Situated on Cook’s Bay along the north shore of the island of Mo’orea, the University of California Gump Research Station is a premiere field station where scientists conduct critical research on the coral reefs and the many marine species that make their home in the warm waters of French Polynesia.

Much of the work being done at Gump Research Station is led by UC Santa Barbara scientists, many of whom are seeking to understand how global change and other disturbances are impacting coral reef health. In 2004, the National Science Foundation established the Mo’orea Coral Reef Long Term Ecological Research (MCR LTER) site with ecology professors Sally Holbrook and Russ Schmitt as principal investigators.

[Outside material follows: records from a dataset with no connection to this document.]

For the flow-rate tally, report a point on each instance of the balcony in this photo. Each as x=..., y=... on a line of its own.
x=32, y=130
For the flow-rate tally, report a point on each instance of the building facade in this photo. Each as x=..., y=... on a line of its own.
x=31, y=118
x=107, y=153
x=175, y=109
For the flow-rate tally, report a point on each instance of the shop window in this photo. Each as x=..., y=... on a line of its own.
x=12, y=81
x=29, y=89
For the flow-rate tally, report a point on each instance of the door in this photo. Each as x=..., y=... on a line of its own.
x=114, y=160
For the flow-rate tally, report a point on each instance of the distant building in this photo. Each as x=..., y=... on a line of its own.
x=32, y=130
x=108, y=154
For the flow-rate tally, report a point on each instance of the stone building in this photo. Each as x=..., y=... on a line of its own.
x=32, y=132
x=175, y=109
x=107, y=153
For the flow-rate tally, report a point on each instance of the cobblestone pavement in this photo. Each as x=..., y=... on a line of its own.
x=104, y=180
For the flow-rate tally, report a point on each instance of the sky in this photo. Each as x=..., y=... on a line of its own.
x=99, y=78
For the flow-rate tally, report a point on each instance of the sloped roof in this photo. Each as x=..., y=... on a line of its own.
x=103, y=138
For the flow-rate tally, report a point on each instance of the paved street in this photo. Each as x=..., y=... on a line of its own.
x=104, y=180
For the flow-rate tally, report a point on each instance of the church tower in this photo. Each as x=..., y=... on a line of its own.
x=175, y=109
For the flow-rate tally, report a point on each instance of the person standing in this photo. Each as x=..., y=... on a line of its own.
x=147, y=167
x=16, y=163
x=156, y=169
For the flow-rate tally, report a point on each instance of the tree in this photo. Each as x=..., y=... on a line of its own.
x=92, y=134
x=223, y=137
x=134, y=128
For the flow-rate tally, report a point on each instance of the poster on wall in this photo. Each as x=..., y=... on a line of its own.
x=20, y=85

“These kinds of field stations are really the observatories for global change science and sustainability science”
—Russ Schmitt, Ecology, Evolution and Marine Biology, UC Santa Barbara

Long Term Ecological Research

For three decades, ecologists Sally Holbrook and Russ Schmitt have been studying the coral reef complex that surrounds the island of Mo’orea, French Polynesia, seeking to understand what drives ecological change in natural systems. Specialists in population and community dynamics, they are co-principal investigators with the Mo’orea Coral Reef Long Term Ecological Research (MCR LTER) site.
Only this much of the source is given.